"Never, never!" groaned Edmund Clarke despairingly.
"And her mother?"
"She knows nothing, suspects nothing; for the one object of my life has been to keep her in ignorance of the truth that Roma is not her own child. She has an almost slavish devotion to the girl, but I think in her inmost heart she realizes Roma's lack of lovable qualities, though she is too loyal to her child to admit the truth even to me."
"It is strange, most strange, that no clue has ever been found that would lead to the discovery of your lost little one," mused the old doctor, and after a moment's silence the other answered:
"One thing I would like to know, and that is the family from which Roma sprang. It must have been low, judging frankly from the girl herself."

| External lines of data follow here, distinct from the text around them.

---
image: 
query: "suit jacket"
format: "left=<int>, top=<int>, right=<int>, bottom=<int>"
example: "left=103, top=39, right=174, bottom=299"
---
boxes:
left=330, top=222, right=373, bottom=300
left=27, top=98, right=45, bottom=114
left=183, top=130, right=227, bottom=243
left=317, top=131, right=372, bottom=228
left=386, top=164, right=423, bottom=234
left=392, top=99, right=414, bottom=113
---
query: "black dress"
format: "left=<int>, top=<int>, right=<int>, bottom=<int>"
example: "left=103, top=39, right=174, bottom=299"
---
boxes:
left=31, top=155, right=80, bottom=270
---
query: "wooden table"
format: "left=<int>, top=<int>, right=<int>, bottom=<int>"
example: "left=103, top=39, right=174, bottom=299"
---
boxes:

The listener clinched her hands till the blood oozed from the tender palms on hearing these words, and she would have liked to clutch the speaker's throat instead.
But she sat still, like one paralyzed, a deadly hatred tugging at her heartstrings, listening as one listens to the sentence of death, while Doctor Jay cleared his throat, and answered:
"I am sorry, most sorry, that your surmises are correct, but naturally one would not expect to find good blood in a foundling asylum, though when I sent Nurse Jenks for the child, I told her to get an infant of honest parentage, if she could."
"Then you know Roma's antecedents?" Mr. Clarke questioned anxiously.